Pressefotografen sollen wirklichkeitsnahe Fotos liefern, solche, die das in Worten geschilderte Geschehen ins Bild setzen und das oft auch dann noch, wenn alles vorbei ist. Folglich müssen oft im Nachhinein Szenen nachgestellt oder symbolische Motive fotografiert werden, wenn sich geeignete Illustrationen nicht im Archiv finden. Das ist nicht immer ganz einfach und kann Verpflichtungen mit sich bringen.
Das Beispiel
Beispiel: Am 2. Juli lautete eine Überschrift, "An den Schulen herrscht große Betroffenheit". Im Artikel ging es darum, dass die Messerattacke in Würzburg, bei der drei Menschen starben und sieben weitere verletzt wurden, auch an Schulen ein Thema war. Kriseninterventionsteams waren dort eingesetzt. Dieser Text sollte illustriert werden.
Die Idee
Bilder von Verantwortlichen der Schulen, die meist bekannt sind, wollte man nicht zum wiederholten Male zeigen. Der Bildberichterstatter setzte stattdessen eine gute Idee um: Eine Schülerin legte für das Foto Blumen an der am Barbarossaplatz entstandenen Gedenkstätte nieder. Denn auch Kinder waren Zeugen der Messerattacke geworden. Die Aufnahme mit dem Mädchen entstand dann vor Ort nach Anweisungen des Fotografen.
Die Zeugin
Die Aufnahme verunsicherte Frau K.S. Sie teilt mit, dass sie mit ihrer in der Schule vorbereiteten Enkelin an der Gedenkstätte gewesen sei. Als sie das Bild dann in der Zeitung entdeckte, hat sie in der Redaktion mal nachgefragt, ob alles in Ordnung gewesen ist. Dass man das nicht immer sagen kann, hatte sie zuvor nämlich schon in anderen Veröffentlichungen gelesen.
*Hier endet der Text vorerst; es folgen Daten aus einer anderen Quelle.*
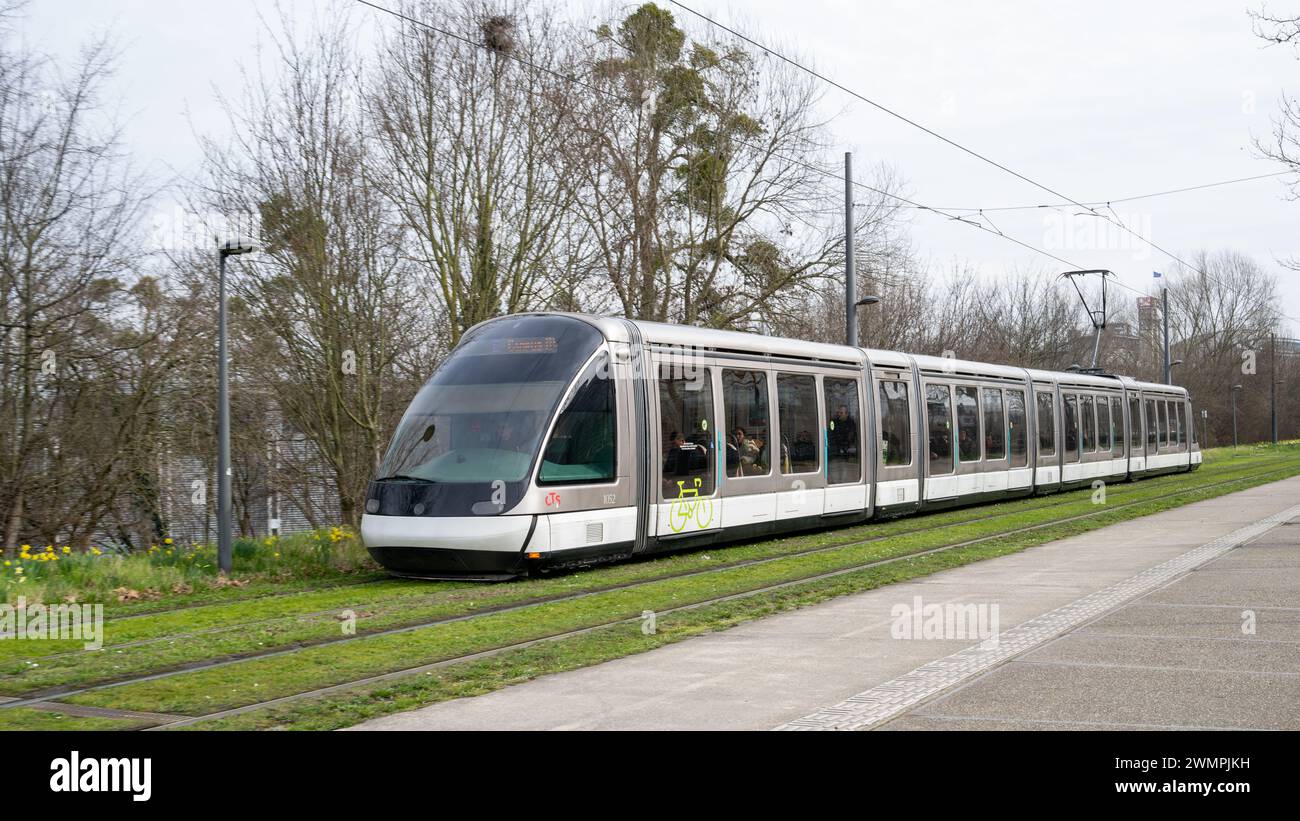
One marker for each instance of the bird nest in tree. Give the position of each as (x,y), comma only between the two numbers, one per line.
(499,34)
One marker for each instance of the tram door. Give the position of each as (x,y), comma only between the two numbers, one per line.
(685,443)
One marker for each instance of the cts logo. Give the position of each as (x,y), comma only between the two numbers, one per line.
(77,774)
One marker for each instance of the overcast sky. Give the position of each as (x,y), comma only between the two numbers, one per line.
(1099,100)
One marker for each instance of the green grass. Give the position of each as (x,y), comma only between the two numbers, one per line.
(170,639)
(30,719)
(618,641)
(181,635)
(258,680)
(182,574)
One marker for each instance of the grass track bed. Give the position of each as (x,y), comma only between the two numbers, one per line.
(718,573)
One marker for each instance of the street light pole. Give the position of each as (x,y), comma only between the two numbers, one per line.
(1235,389)
(1273,383)
(1164,316)
(850,274)
(230,247)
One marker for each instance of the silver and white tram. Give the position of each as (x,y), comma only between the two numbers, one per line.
(551,439)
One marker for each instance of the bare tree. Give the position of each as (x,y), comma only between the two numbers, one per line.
(329,303)
(469,131)
(701,176)
(69,205)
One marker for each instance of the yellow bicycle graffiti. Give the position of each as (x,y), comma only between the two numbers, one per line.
(688,505)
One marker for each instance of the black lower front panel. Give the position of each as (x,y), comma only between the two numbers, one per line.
(434,563)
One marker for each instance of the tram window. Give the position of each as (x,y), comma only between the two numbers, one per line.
(844,457)
(940,417)
(1071,425)
(895,425)
(1103,424)
(995,424)
(745,402)
(1047,424)
(967,424)
(1117,426)
(1090,424)
(581,447)
(687,431)
(1135,425)
(796,408)
(1018,433)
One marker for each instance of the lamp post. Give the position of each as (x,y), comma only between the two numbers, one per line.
(1235,389)
(232,247)
(865,300)
(1169,370)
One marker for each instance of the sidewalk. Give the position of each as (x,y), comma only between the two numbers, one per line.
(796,665)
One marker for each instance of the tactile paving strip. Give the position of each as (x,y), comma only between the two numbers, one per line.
(892,698)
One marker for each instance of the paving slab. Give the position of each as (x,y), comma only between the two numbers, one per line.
(1145,695)
(770,672)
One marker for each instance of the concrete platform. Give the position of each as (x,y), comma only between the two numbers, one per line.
(1168,657)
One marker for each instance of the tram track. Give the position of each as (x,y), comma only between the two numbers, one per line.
(1047,503)
(48,699)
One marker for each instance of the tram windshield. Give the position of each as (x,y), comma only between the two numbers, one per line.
(480,418)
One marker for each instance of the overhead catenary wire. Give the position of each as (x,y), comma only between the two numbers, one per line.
(779,156)
(944,212)
(833,83)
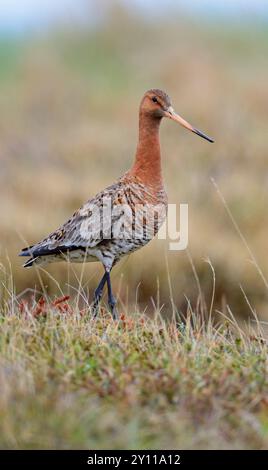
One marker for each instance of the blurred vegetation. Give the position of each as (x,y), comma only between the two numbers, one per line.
(68,127)
(68,381)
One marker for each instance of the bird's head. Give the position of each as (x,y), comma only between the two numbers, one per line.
(157,104)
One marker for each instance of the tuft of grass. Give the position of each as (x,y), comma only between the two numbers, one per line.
(68,381)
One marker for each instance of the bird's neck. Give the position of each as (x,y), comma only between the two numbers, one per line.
(147,164)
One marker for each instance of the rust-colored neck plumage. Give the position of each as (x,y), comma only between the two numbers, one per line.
(147,165)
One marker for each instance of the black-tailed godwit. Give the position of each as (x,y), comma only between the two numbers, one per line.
(113,223)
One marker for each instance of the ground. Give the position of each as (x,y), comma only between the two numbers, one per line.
(68,381)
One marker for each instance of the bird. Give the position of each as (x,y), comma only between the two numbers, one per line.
(123,217)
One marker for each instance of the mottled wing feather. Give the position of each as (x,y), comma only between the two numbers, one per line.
(85,229)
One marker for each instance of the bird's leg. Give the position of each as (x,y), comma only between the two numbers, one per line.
(98,295)
(111,299)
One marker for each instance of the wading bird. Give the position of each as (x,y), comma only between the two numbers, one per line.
(91,234)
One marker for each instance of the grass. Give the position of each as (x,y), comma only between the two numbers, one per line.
(68,381)
(194,377)
(68,128)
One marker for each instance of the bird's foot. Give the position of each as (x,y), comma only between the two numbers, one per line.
(95,307)
(113,309)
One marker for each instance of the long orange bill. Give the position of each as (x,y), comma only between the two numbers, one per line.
(170,113)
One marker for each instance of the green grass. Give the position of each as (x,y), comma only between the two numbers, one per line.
(68,381)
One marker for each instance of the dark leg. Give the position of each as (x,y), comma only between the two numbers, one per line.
(111,299)
(98,295)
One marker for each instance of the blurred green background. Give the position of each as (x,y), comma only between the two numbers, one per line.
(70,88)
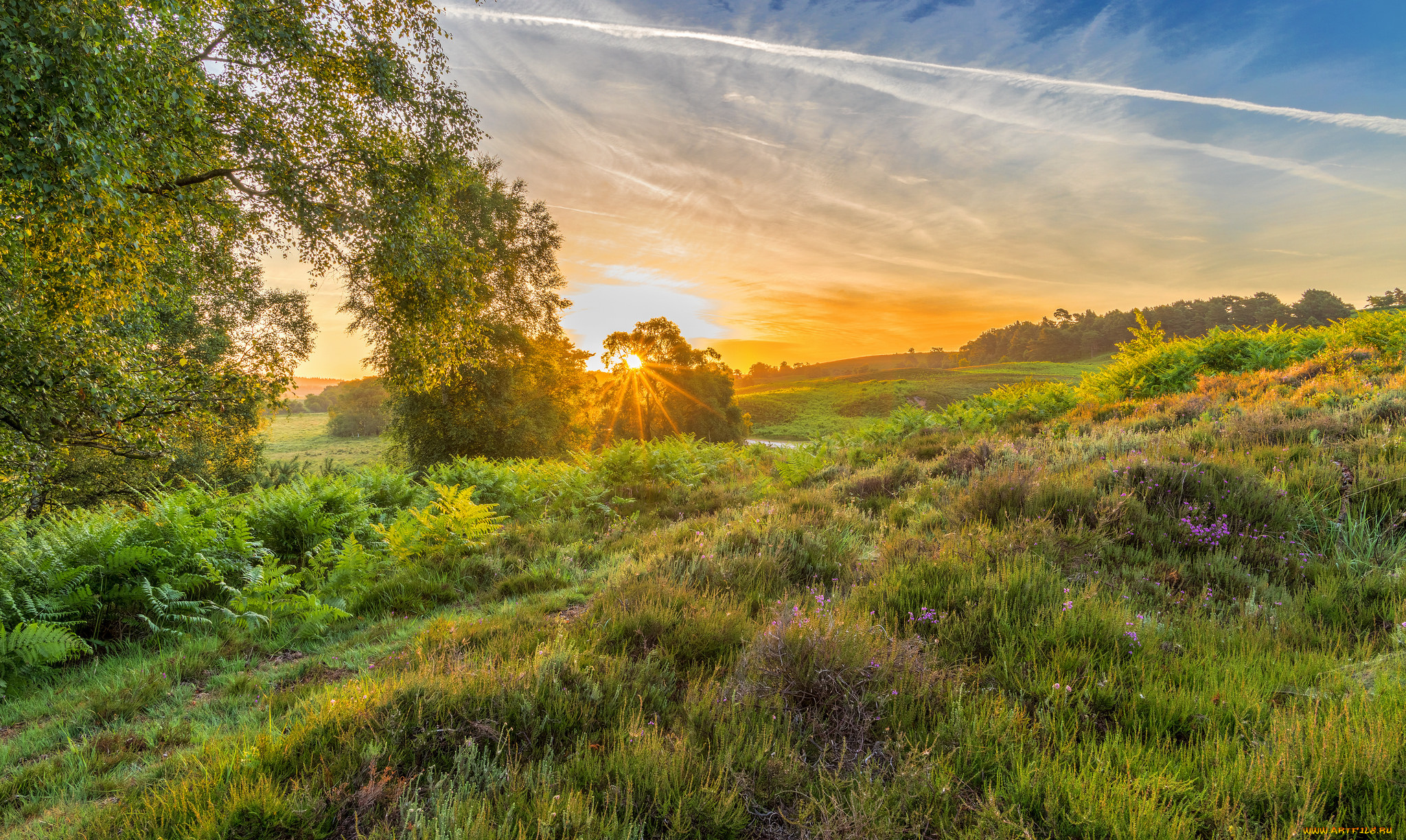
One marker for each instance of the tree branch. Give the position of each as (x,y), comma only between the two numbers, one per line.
(214,44)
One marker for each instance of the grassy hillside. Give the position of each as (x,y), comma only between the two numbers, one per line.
(1182,616)
(306,437)
(802,409)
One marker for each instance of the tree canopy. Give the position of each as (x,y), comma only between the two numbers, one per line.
(151,152)
(674,389)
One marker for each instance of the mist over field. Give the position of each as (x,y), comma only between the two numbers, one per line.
(702,419)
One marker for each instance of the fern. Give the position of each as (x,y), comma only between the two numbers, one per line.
(453,523)
(30,646)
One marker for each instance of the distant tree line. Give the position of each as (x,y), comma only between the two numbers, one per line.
(152,155)
(1068,336)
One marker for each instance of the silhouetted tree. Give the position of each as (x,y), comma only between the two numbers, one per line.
(676,388)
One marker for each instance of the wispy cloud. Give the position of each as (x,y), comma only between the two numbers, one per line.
(1014,78)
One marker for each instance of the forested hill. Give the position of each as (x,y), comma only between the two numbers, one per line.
(1069,336)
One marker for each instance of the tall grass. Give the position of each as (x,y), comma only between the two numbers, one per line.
(1166,617)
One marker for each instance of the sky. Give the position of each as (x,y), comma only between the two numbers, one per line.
(805,180)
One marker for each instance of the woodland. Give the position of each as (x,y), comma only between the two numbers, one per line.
(1159,596)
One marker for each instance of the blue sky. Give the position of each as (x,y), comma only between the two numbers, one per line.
(829,201)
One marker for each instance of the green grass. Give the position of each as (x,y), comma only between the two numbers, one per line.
(803,409)
(306,437)
(1030,631)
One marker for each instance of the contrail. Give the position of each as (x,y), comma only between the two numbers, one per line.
(1390,126)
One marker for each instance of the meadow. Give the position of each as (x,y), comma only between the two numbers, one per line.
(1166,603)
(304,437)
(802,408)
Ich halte fest: Im vorliegenden Fall war mit der Aufnahme alles in bester Ordnung.
Der Schönheitsfehler
esNur ein Schönheitsfehler ist bei der Veröffentlichung aufgetreten. Es wurde versäumt, dem Foto in der Zeitung hinzuzufügen, dass es gestellt war, weil die darauf sichtbare Aktion nach Anweisungen des Fotografen zustande gekommen ist. Die Zeile unter dem Foto aber lautete nur: "Ein Mädchen legt am Ort der Bluttat am Barbarossaplatz in Würzburg Blumen nieder. Auch Schüler waren unter den Augenzeugen des Messerangriffs."
Was der Pressekodex sagt
Pressekodex, Richtlinie 2.2, sagt verpflichtend: "Kann eine Illustration, insbesondere eine Fotografie, beim flüchtigen Lesen als dokumentarische Abbildung aufgefasst werden, obwohl es sich um ein Symbolfoto handelt, so ist eine entsprechende Klarstellung geboten. So sind Ersatz- oder Behelfsillustrationen (gleiches Motiv bei anderer Gelegenheit, anderes Motiv bei gleicher Gelegenheit etc.), symbolische Illustrationen (nachgestellte Szene, künstlich visualisierter Vorgang zum Text etc.) und Fotomontagen oder sonstige Veränderungen deutlich wahrnehmbar in Bildlegende bzw. Bezugstext als solche erkennbar zu machen."
Gesetzliche Notwendigkeit
Aber es gilt nicht nur den Pressekodex zu beachten. Gesetzlich notwendig war aktuell im vorliegenden Fall natürlich auch, dass Erziehungsberechtigte des Kindes mit der Aufnahme und ihrer Veröffentlichung einverstanden gewesen sind. Was selbstverständlich der Fall war. Diese Zustimmung ist bekanntlich unerlässlich, wenn Minderjährige im Bild sichtbar werden.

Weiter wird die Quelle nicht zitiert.